Tanto Hitler estava convicto do seu Mal – que para ele era o bem – quanto estamos bastante convictos e esclarecidos de que vivemos uma feroz ditadura: imoral, ilegal, aviltante do mínimo de respeito ao direito e ao bom senso.

Neste sentido, a força de(a) lei do Golpe de Estado, de 2016, é ilegal (inconstitucional) e, ex tunc/ex nunc, para trás e para frente[1], sempre será ilegítima. No fascismo, o senso comum (força da lei) substitui o bom senso e a justiça (autoridade como poder legítimo), impondo-se como “força de lei” da exceção.

Na Ditadura Inconstitucional, o máximo do antidireito vem com a presunção de culpa baseada na livre convicção do senso comum: “todos são culpados até prova em contrário”. (Mas, como, se não precisa de comprovação?). Como há Mal que não se acabe, o fim do Estado Laico nao só é protagonizado institucionalmente como é alimentado pelo institium do Estado Penal (Wacquant, 2003).

A proposta persecutória admite que provas obtidas ilegalmente sejam validadas, em prol, é claro, do Bem Maior. Diz-se soberamente: “não temos como provar, mas temos convicçoes”[2]. Ou seja, na exceção, abre-se um fosso medieval entre provas e acusações[3]. Por isso, se ainda pode ser pior, a declaração vem soberbamente declarada por “autoridade” que deveria fiscalizar o bom andamento do direito. Sem o direito à presunção da inocência, evapora o Direito Ocidental.

O resultado, óbvio, é o antidireito produtor de injustiças incorrigíveis. Porque se perpetra uma aliança de antidireito entre Ministério Público, magistratura e mídia no Terrorismo de Estado. De acordo com os dizeres do ex-vice-procurador geral e ex-Ministro da Justiça, Eugênio Aragão, a Rodrigo Janot (Procurador Geral da República):

Na crítica à Lava Jato, entretanto, tenho sido franco e assumido, com risco pessoal de rejeição interna e externa, posições públicas claras contra métodos de extração de informação utilizados, contra vazamentos ilegais de informações e gravações, principalmente em momentos extremamente sensíveis para a sobrevida do governo do qual eu fazia parte, contra o abuso da coerção processual pelo juiz Sérgio Moro, contra o uso da mídia para exposição de pessoas e contra o populismo da campanha pelas 10 medidas, muitas à margem da constituição, propostas por um grupo de procuradores midiáticos que as transformaram, sem qualquer necessidade de forma, em “iniciativa popular” (grifo nosso)[4]. 

Como analisa Agamben (2004), e se aplica sobejamente em nosso caso, suspende-se o direito por meio de um instituto jurídico (iustitium = solstitium).
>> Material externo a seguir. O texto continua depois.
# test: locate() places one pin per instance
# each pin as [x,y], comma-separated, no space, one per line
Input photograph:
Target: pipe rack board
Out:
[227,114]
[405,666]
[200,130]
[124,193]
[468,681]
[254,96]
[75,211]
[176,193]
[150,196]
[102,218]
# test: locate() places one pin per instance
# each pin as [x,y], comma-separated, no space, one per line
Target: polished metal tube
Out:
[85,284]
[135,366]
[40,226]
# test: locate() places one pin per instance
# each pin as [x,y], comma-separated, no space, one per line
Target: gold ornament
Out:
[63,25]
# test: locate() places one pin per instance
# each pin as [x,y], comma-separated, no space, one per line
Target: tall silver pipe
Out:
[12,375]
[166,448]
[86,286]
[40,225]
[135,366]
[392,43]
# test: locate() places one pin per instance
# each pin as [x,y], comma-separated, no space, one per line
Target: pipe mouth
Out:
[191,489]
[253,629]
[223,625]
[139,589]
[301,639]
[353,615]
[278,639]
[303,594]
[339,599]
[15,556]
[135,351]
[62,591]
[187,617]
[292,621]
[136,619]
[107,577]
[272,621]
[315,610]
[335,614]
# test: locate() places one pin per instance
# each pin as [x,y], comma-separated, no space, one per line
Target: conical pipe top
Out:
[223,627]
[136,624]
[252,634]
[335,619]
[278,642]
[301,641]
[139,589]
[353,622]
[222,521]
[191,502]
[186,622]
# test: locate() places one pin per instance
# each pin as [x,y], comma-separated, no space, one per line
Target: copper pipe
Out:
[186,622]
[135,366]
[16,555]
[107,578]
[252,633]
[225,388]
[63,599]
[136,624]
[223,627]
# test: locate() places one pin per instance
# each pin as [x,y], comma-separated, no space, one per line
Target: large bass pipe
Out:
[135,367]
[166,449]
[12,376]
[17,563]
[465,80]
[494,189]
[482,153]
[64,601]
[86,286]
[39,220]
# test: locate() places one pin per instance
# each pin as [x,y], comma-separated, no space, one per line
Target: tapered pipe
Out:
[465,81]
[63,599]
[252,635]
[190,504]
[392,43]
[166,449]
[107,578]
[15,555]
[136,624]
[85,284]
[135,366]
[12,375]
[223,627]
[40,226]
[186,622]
Como o sol que some no solstício, na exceção desparece o direito. De acordo com Capella, além disso, a processualística não pode ser substituída pela legitimação mítica do poder:

Tais expectativas, pelas que lutaram gerações de pessoas, aparecem ante as consciências de todos como aureoladas juridicamente, como hegemônicas. Justificar sua violação ou sua restrição exigirá, pois, um esforço (discursivo) especial por parte de quem atente contra elas: tal é, em realidade, sua magra couraça, mas, que ao mesmo tempo, facilita que os indivíduos insistam na legitimidade e na justiça de suas pretensões quando estas aparecem como o conteúdo de um direito de cidadania. Em realidade, para denegar essas pretensões legítimas, o poder há de recorrer, de um modo ou de outro, à doutrina do “estado de exceção”: uma doutrina que, levada ao limite, exige a legitimação mítica (Capella, 1998, p. 143 – grifo nosso).

 

Para esses casos, é urgente que se retome o ensino de Educação após Auschwitz[5]. Talvez ainda coubesse o Adorno (2001) do “nojo” pela idiotia: vulgaridade, ignorância, dotação única de egoísmo e desprovimento de qualquer sentido coletivo. Os idiotes do passado, sobreviveram como idiotas modernos.
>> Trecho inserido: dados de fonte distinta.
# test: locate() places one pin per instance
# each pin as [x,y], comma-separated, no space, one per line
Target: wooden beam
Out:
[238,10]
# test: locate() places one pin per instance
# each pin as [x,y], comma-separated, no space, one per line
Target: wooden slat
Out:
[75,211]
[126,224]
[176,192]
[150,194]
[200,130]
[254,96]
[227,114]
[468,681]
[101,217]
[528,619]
Sem educação, não há emancipação, permanecendo-se tutelado, submetido, subjugado, inferiorizado (Adorno, 1995). Desse modo, sempre se trata de uma educação para o cidadão, como educação intencionada politicamente (Canivez, 1991). Portanto, não é normal ter medo do Estado, se este foi criado (na força da ideologia) com os regulamentos do direito. Se ao homem bom basta seu bom senso, por que temer o direito se o Estado é de direito e democrático? Se temem o direito os facínoras, nós temeremos a ditadura.

A consciência exige domínio de conhecimento, clareza conceitual, independência para pensar e para agir, avaliação crítica dos fatos, remoção dos preconceitos, maioridade moral e emocional. Quem tem a vida defensável moralmente, se age movido por suposições? Como haver isenção cognitiva se agimos e decidimos com base no pré-conceito, isto, sem provas de que o conceito é válido?

Este é o início para se ter consciência de quem se é. Enfim, consciência exige emancipação e liberdade. O homem é livre para pensar e para agir – conscientemente – quando está liberto das prisões da tragédia humana. Mas, se faltam condições mínimas para que a consciência se informe desde a infância e na adolescência, sobretudo na escola e na família, quem – além de uma elite cínica – está livre do subjugo do direito injusto?

Bibliografia
ADORNO, Theodor W. Educação e emancipação. Rio de Janeiro : Paz e Terra, 1995.
_____ Minima Moralia. Lisboa-Portugal : Edições 70, 2001.
AGAMBEN, Giorgio. Estado de Exceção. São Paulo : Boitempo, 2004.
CANIVEZ, Patrice. Educar o cidadão? Campinas, São Paulo : Papirus, 1991.
CAPELLA, Juan Ramón. Os cidadãos servos. Porto Alegre-RS : Fabris Editor, 1998.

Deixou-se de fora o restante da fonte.